The recreation of this sword is a collaboration between LK Chen and Matt Easton. Valuable guidance and advice, as well as the dimensions and specifications of the original Italian sword was provided by Matt Easton and his contributions made this close replica of an original sword possible. The blade is forged from well tempered GB 60Si2MnA High Carbon Spring Steel so that it can flex and reliably return true – the blade is finished with a keen cutting edge to deliver powerful cuts and slashes. The guard and pommel are of steel and the wooden grip is bound in tight black leather. Included with the sword is a finely crafted wood-core scabbard which is bound in well-stitched oxblood-hue leather and completed with a protective brass chape.

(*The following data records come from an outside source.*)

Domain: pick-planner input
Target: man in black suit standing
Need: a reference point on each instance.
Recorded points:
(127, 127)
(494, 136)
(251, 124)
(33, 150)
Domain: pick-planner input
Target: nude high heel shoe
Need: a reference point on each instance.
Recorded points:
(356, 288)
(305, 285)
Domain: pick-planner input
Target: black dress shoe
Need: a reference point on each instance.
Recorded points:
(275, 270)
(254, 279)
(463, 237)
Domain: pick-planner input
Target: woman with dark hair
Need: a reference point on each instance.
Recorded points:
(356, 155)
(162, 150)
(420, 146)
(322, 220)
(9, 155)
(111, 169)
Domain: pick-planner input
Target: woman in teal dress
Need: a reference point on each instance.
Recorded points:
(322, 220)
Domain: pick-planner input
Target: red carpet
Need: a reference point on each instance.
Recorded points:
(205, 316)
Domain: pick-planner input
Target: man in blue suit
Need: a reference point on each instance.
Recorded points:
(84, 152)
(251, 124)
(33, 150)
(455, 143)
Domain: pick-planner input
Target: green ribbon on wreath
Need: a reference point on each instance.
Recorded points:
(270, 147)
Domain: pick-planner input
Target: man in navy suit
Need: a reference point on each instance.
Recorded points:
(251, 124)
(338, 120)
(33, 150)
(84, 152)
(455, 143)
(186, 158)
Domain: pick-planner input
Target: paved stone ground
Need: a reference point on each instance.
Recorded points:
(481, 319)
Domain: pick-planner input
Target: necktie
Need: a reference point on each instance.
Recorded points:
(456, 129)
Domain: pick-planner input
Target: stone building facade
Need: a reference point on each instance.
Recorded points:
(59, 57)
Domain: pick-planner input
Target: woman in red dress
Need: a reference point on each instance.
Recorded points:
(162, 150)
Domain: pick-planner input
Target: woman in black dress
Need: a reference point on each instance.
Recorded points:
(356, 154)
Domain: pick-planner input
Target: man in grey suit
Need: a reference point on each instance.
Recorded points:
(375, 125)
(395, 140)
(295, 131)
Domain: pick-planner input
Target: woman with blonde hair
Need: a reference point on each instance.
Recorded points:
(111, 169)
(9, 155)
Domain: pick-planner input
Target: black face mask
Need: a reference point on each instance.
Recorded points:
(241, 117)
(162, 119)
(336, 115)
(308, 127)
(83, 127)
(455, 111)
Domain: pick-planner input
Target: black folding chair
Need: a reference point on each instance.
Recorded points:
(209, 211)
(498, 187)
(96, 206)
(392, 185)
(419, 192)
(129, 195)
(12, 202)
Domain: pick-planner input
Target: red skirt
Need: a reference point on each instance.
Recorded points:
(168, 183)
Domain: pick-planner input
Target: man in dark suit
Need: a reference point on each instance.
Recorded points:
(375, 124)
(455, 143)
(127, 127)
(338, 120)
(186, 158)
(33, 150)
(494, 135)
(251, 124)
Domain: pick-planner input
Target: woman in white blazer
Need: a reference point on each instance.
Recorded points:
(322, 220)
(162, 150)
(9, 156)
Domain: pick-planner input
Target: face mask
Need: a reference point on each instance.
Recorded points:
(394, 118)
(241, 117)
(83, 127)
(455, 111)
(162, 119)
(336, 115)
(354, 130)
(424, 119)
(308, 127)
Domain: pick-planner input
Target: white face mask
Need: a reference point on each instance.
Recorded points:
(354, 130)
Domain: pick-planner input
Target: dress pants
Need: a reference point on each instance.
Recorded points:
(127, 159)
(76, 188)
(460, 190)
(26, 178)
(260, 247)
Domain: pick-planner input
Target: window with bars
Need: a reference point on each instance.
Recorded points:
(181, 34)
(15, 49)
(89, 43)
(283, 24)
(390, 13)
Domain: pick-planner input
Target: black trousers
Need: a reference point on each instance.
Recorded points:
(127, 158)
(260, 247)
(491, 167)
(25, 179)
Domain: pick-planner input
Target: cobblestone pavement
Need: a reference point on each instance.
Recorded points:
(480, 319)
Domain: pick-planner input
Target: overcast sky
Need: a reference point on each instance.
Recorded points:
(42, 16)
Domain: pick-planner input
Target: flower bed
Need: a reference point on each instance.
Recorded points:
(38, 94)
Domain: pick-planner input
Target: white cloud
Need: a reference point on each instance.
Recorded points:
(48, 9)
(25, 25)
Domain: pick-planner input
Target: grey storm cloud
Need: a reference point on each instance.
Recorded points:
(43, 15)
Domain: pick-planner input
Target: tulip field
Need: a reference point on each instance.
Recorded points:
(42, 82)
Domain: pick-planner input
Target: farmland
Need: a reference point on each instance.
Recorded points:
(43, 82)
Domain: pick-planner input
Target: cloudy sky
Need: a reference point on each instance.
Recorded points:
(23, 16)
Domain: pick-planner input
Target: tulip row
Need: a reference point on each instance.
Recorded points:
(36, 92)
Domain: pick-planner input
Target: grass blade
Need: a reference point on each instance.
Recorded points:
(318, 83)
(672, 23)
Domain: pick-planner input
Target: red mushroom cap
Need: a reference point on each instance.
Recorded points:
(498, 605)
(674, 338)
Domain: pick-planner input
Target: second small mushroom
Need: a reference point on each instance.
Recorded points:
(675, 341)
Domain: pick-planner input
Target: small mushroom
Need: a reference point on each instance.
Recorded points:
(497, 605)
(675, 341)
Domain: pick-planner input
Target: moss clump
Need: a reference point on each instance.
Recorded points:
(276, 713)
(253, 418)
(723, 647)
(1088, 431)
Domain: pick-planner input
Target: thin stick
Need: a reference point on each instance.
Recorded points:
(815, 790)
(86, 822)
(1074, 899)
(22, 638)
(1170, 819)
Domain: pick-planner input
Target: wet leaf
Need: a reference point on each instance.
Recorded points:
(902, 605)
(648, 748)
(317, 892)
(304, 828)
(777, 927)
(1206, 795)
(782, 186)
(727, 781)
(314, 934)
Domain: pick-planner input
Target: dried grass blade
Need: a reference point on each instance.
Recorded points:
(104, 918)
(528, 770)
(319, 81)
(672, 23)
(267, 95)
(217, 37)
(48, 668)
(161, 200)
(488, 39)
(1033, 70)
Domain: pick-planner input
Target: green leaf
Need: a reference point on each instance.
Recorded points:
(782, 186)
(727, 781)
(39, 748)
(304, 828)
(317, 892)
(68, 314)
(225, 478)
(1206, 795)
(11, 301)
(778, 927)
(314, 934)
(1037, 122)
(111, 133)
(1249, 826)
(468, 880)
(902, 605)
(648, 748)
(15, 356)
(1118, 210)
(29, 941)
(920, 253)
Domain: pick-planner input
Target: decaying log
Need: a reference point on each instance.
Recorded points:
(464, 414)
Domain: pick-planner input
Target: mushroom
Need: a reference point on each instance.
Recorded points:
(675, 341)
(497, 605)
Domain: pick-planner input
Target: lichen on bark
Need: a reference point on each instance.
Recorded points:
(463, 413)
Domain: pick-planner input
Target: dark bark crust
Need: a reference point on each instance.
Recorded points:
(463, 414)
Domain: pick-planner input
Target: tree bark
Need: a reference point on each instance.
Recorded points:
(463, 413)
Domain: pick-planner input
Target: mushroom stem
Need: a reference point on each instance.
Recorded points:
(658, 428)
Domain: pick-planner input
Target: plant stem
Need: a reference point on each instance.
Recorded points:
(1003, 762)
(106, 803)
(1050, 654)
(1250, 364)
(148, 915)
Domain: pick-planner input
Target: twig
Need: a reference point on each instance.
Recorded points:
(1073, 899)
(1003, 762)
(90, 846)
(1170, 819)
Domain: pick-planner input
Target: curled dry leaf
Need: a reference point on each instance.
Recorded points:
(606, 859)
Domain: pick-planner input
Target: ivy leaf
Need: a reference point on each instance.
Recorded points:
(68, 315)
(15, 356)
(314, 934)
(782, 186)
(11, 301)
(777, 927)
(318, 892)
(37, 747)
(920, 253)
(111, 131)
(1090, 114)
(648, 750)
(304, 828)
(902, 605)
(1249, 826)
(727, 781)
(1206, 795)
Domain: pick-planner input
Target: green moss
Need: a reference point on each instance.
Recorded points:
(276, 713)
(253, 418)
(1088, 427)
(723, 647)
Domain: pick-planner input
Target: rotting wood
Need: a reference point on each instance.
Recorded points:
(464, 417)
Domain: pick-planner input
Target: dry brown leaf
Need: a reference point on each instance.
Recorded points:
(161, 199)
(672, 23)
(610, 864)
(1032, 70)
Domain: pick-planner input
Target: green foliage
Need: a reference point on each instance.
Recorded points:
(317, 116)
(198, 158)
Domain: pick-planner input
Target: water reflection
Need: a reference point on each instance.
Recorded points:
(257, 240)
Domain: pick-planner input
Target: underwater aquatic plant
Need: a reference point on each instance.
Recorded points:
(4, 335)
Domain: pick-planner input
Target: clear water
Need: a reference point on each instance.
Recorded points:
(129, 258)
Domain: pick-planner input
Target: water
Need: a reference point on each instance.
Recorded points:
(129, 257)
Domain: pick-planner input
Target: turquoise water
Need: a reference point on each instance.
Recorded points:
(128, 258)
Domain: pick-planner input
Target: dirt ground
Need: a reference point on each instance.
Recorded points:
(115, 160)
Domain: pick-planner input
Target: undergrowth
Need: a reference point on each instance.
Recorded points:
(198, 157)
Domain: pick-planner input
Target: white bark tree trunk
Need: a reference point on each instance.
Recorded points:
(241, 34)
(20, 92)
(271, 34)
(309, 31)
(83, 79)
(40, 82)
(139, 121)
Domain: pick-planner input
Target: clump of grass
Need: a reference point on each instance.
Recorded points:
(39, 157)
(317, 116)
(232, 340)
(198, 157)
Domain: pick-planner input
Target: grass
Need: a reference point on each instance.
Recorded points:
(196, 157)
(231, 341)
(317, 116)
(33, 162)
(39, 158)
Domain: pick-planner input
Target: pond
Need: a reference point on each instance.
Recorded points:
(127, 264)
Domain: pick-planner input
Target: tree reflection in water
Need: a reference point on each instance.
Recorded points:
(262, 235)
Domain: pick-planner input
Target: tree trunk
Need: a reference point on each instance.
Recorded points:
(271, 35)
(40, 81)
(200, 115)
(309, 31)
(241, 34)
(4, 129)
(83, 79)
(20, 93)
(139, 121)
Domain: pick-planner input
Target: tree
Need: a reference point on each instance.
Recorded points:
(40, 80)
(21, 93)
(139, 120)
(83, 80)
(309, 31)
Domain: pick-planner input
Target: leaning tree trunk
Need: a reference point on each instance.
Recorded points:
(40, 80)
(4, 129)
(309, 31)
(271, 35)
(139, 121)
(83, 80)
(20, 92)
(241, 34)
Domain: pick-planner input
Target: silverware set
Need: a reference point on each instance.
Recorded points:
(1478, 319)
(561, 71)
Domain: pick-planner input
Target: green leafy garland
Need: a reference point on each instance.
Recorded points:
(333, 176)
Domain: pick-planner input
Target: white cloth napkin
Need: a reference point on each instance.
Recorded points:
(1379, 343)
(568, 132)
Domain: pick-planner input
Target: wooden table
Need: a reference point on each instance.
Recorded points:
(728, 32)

Ribaldo is a recreation of a beautifully proportioned early 15th century Italian sword, one of over 170 bearing inscriptions from the Arsenal of Alexandria in Egypt. The original was sold by Sotheby’s in 1979. This sword is very similar to the one in the Royal Armory collection and likely forged by the same sword maker sometime before 1432. “Ribaldo” is the name of Italian skirmisher troops who would have used this sort of type XIX sword at early 15th century. In art the “Ribaldo” troops are often seen with light armor, a shield and a spear and with this type of arming sword.The typology of this sword is Oakeshott XIX which was popular during the 15th century. The complex blade features a ricasso, flat hexagonal blade that change to lenticular shape at the tip. This geometry make Ribaldo a capable cut and thrust sword.
The sword has a very early example of a guard for the forefinger, which was an early step in a series of developments that would lead into increasingly complex hilts of the later 15th century and beyond. By looping the forefinger over the unsharpened ricasso, a user would be better able to align the edge when cutting and also gain a more refined control of the tip. Having the finger in front of the cross-guard would leave it vulnerable on a simple cross-hilted sword, hence the development of the protective hook.